Venetic inscriptions are encoded in a substantially uniform enchoric alphabet, which shows nonetheless chronological and local varieties. It was locally created upon Etruscan models and tailored in order to adapt the writing to the needs of the Venetic language.
Writing first appeared in the first half of the 6th cent. BC: the Etruscan model is a northern-type alphabet (from the area of Chiusi) probably transferred through the mediation of the Padanian Etruscan centres. The alphabet is transmitted from Etruscans to Veneti by means of a complex doctrinal corpus which belonged to the Etruscan writing teachers. The corpus was made up of multifaceted sources, including the alphabet of the time, but also the complete theoretical alphabetari, the possibility for many graphic traditions to survive in the same centre, and the oral teaching of writing. Thus, the differences between Venetic and Etruscan alphabet used in the inscriptions can be explained, i.e., by instance, the presence of the graph o or the adoption of Etruscan letters with a different value and used in order to convey the voiced plosives: t T for [d] (while θ X for [t]), φ for [b], χ for [g]. Moreover, such corpus explains apparently inconsistent choices such as the use of th North-Etruscan velar k and at the same time of the South-Etruscan symbols for sibilants s e ś, together with the different shapes of θ, either with or without outer circle.

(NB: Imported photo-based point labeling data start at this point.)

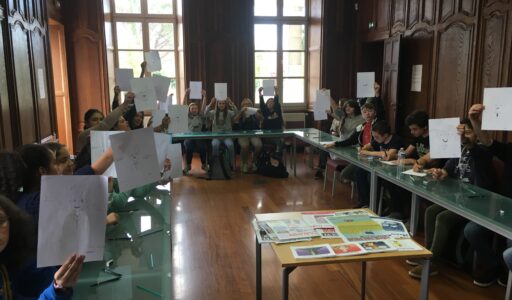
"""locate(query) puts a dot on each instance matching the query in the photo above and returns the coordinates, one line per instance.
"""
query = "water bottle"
(401, 157)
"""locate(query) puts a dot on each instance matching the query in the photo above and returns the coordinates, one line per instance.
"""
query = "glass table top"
(137, 258)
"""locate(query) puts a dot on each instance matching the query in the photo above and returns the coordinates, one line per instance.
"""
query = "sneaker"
(187, 169)
(413, 262)
(416, 271)
(503, 280)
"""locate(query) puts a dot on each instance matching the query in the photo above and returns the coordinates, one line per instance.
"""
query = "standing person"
(16, 249)
(220, 119)
(473, 167)
(196, 123)
(342, 127)
(248, 121)
(272, 116)
(487, 262)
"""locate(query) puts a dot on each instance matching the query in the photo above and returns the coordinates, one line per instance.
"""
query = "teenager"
(473, 167)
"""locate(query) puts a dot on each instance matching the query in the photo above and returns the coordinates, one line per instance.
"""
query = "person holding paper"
(361, 136)
(474, 167)
(19, 278)
(343, 125)
(487, 260)
(95, 120)
(221, 120)
(196, 123)
(248, 120)
(384, 145)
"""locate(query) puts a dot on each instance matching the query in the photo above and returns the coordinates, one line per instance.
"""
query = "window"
(280, 46)
(143, 25)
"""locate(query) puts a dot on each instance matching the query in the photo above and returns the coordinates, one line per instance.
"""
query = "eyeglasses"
(4, 220)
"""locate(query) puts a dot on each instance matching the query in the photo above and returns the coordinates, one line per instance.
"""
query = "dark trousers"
(192, 146)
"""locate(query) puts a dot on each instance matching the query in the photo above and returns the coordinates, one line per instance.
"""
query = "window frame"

Syllabic punctuation, typical of the Venetic writing, was also transferred from the Etruscan model around the 6th cent. BC. In Etruscan epigraphy such practice appeared between the 6th and the 5th cent. BC in the inscriptions from the South-Etruscan area (above all Veio and Cere) and from Campania but is not attested after the 5th cent. BC. Conversely, syllabic punctuation was used in Veneto from its introduction to the last records in Venetic, and it was attested in all areas, with minor local differences. According to Venetic syllabic punctuation, the clusters consonant + vowel or consonant + l/r/m + vowel are inscribed within two points; therefore, simple consonants (i.e., not followed by vowels), initial vowels, and vowels after vowels are treated as isolated and followed by punctuation. Besides those main rules, some subrules and exceptions apply. Syllabic punctuation reflects the teaching of the writing by syllabification. The ratio and application of punctuation as a consequence of such teaching principle are well attested in Veneto by the alphabetic tablets of the sanctuary of Reitia at Este: the turning of the writing tablets into votive gifts let the survival of the structure of the exercises used to learn to write by constructing syllables.
Several graphic varieties differentiate throughout the areas where Venetic was used, starting from the 6th cent. BC. (Este; Padova; Vicenza; Eastern and Northern Veneto). The main difference lies in the graphitization of the dental consonants [t] and [d], which indicates where the inscriptions come from. The first system (showing T t = [d] and X θ = [d]) is attested in Vicenza, together with a five-bar m. The symbol T with an upper oblique bar was abandoned at Este, probably because it could be ambiguously read, and the Etruscan sign for z, oblique rotated and recalling X’s oblique bars, was instead adopted to indicate [d]. Eastern Venetic (probably Altino, and Cadore) seems the same as Atestine type. Padua employs a cross-θ instead of a pointed one for [t] and keeps the sign T for [d]: T is oblique in the most ancient inscriptions and is progressively turned into a cross-X.
Further differences as for Venetic alphabets are either geographically or chronologically motivated. Graphs which show a degree of variation are mostly those for a (orthogonal, oblique, rounded, flag-shaped, open); h (stair-shaped, same as pointed i, three-bar); m (four or five-bar); f (mostly the digraph vh, but also hv, or just h in the Northern area, and maybe just v in some inscriptions from Padua).
Venetic writing is generally the same throughout the Venetic area, this allowing – besides geographical and diachronic differences – for considering all the varieties as one and the same ‘Venetic alphabet’. Venetic inscriptions share, beyond syllabic punctuation, some further common features, namely:
Beginning from the 2nd cent. BC (Roman period), the Venetic alphabet is used along with the Latin alphabet, which is employed in epitaphs which are still Venetic as for language, formulas and onomastics. This shows the will to adhere to the Latin cultural model without necessarily abandoning the local tradition.